DE MUL : Non. L’Ajax propose une formation fantastique. C’est une école très dure car il attend de vous des prestations même quand vous êtes jeunes. Je n’aurais pas voulu louper cette formation pour tout l’or du monde. J’ai été entouré par de meilleurs joueurs, de meilleurs entraîneurs, l’encadrement était supérieur et il y avait ces automatismes, simples, qui revenaient tous les jours à l’entraînement.

De temps en temps, j’avais besoin qu’on me ramène les pieds sur terre. J’avais le sentiment que tout se déroulait trop facilement jusqu’à ce que je me retrouve à l’Ajax. Là, j’ai compris que je ne pouvais plus m’appuyer sur mon seul talent. Pour la première fois, j’ai été à mes limites. Jusqu’à 17 ans, je me suis reposé sur mon talent.

Tu as commis des erreurs durant ta carrière ? Tu donnais l’impression de ne vivre que pour le football, à Séville.

DE MUL : En effet mais j’aurais peut-être pu éviter mes problèmes médicaux en effectuant quelques checkups. Il y a une différence entre traiter une blessure et préparer, préventivement, son corps à une carrière sportive professionnelle. Avant, l’entraînement était surtout un événement de groupe. Le suivi individuel est un phénomène plus récent. Les jeunes que nous suivons sont testés et accompagnés de ce point de vue à partir de seize ans. Nous collaborons avec un performance coach pour les renforcer et éviter les surcharges prématurées. Il faut tenter d’agir avant l’apparition de problèmes. De la même façon, il faut aider très tôt les jeunes sur le plan financier.

Tu as vu beaucoup de footballeurs déraper ?

DE MUL : Oui. Beaucoup d’entre eux ont dépensé trop d’argent et ont fait des folies, surtout à la fin de leur carrière, quand ils ont essayé de conserver le même train de vie.

Moi aussi, j’ai pris cet aspect par-dessus la jambe, un moment donné. C’est à Séville, alors que je n’étais pas titulaire, que je me suis demandé combien je devais économiser, comment je devais investir. Une fois ces deux aspects en ordre, il reste encore largement assez pour mener une vie agréable. Il faut trouver le bon équilibre le plus vite possible. Je me suis débrouillé tout seul mais maintenant, nous essayons de trouver de bons conseillers à nos joueurs. Il faut qu’ils conservent quelque chose pour leur après-carrière, afin d’éviter le trou noir et la précarité.

Tu es tombé dans un trou noir ?

DE MUL : Oui.
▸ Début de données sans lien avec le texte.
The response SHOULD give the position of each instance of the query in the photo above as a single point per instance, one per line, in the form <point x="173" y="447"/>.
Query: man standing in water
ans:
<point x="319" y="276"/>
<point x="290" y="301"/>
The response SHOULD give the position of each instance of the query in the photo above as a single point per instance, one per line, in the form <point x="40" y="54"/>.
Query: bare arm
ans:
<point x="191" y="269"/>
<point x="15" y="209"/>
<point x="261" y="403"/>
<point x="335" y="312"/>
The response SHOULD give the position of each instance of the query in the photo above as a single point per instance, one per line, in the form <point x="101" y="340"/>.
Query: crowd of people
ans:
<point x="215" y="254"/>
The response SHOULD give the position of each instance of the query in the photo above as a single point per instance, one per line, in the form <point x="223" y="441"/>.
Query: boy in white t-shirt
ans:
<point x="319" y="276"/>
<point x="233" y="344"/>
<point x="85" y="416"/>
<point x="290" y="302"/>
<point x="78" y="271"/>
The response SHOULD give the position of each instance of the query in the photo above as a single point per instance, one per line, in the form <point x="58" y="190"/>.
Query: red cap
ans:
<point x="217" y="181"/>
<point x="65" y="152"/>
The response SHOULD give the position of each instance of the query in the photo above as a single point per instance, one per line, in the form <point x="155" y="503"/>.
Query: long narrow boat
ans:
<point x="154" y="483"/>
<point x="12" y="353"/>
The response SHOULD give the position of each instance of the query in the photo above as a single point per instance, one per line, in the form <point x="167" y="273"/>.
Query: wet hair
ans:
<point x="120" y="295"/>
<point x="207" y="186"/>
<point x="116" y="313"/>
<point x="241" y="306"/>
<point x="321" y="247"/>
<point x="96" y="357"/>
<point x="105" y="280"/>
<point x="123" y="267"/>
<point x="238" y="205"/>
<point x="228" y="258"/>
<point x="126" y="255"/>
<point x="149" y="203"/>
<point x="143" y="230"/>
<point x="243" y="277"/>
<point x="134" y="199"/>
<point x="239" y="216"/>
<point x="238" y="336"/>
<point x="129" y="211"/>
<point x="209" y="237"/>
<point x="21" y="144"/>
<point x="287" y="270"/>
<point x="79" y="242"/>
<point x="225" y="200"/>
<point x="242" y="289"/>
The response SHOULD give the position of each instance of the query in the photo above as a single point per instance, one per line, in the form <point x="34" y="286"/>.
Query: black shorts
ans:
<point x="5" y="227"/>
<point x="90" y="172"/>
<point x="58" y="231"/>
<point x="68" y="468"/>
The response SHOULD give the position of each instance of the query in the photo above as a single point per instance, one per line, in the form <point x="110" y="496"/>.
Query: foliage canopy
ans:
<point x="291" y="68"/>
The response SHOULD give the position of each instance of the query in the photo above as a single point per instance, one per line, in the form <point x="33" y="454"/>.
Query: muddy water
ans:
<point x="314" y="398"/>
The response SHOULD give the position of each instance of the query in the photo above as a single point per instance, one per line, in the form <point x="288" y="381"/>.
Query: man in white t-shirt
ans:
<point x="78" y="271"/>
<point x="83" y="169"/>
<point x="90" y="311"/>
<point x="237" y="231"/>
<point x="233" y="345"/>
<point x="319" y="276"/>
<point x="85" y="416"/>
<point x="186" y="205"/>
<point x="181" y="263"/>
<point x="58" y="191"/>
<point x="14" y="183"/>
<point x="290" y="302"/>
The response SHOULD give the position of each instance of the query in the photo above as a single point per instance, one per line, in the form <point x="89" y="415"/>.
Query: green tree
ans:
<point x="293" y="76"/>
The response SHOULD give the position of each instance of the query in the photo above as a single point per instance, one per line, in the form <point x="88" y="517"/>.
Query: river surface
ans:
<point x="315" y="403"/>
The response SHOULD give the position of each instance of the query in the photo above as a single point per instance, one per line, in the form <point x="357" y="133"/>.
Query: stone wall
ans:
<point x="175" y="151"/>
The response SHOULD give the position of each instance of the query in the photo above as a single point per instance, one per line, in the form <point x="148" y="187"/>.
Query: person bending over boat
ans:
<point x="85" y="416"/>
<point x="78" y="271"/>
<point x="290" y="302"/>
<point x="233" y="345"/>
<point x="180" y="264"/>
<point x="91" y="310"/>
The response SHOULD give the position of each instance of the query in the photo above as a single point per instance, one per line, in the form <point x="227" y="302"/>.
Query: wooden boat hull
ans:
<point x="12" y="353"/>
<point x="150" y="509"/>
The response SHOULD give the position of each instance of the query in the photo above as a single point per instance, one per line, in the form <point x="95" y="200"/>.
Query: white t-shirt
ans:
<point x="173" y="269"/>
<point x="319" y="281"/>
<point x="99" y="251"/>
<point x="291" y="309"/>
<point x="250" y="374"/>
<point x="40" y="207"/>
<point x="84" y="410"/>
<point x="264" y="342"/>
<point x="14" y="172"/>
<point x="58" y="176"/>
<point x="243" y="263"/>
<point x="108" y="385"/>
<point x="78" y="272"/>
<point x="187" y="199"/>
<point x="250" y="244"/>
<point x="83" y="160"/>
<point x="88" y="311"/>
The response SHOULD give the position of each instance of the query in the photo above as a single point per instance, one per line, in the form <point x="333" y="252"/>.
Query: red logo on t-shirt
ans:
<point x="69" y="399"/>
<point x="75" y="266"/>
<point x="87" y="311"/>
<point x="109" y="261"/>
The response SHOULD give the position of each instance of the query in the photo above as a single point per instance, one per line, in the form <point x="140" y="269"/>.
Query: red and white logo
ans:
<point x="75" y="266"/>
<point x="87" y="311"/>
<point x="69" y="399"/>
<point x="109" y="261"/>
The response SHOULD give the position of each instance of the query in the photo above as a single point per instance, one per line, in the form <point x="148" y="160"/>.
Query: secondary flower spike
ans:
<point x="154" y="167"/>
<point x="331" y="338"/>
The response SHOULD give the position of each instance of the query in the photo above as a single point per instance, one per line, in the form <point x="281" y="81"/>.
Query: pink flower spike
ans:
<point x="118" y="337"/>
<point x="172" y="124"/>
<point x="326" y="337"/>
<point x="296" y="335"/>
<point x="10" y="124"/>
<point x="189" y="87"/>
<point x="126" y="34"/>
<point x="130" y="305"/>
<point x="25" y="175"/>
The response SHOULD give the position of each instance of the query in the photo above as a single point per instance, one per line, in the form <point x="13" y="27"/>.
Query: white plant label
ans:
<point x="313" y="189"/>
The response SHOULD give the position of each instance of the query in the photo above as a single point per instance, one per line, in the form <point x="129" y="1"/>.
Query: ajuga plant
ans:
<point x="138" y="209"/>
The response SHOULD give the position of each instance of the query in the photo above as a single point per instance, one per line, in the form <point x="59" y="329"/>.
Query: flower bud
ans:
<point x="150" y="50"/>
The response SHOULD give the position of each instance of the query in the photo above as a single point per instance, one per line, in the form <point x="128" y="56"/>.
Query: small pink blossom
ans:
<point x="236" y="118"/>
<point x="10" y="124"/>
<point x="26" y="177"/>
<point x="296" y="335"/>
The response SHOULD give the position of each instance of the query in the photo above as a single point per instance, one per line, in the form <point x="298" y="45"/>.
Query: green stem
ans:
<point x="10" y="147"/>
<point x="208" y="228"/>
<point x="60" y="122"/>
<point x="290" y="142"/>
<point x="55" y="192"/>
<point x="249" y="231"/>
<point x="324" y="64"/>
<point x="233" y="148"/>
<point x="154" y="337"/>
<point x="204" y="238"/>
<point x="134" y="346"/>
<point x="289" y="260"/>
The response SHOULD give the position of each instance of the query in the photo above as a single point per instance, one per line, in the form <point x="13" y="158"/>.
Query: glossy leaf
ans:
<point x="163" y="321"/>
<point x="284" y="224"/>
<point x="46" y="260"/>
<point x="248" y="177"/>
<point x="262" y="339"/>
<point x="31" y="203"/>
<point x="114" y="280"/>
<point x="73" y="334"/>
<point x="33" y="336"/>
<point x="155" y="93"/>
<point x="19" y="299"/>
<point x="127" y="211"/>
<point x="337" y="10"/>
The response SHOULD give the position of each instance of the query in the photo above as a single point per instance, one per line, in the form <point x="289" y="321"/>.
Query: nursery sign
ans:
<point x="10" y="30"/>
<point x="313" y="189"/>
Parce que j’ai dû arrêter beaucoup trop tôt et que je n’y étais pas préparé. D’un coup, j’ai dû me demander que faire alors que toute ma vie avait tourné autour du football. Tout le monde a besoin d’objectifs dans la vie mais les miens se sont envolés d’un coup. Par moments, j’étais déprimé. Je n’avais pas la moindre idée de ce que je voulais faire de ma vie.

Ce vide s’est comblé quand j’ai décidé de travailler avec Yama. Maintenant, je suis énormément de matches, mais d’une manière neutre. Je n’ai plus envie de monter sur le terrain car je sais que je suis là avec un objectif : faire mon travail. Mais cette période difficile, cette quête de moi-même, a duré un an. Depuis la Coupe du Monde, je peux enfin regarder les matches sans penser que j’aurais dû en être.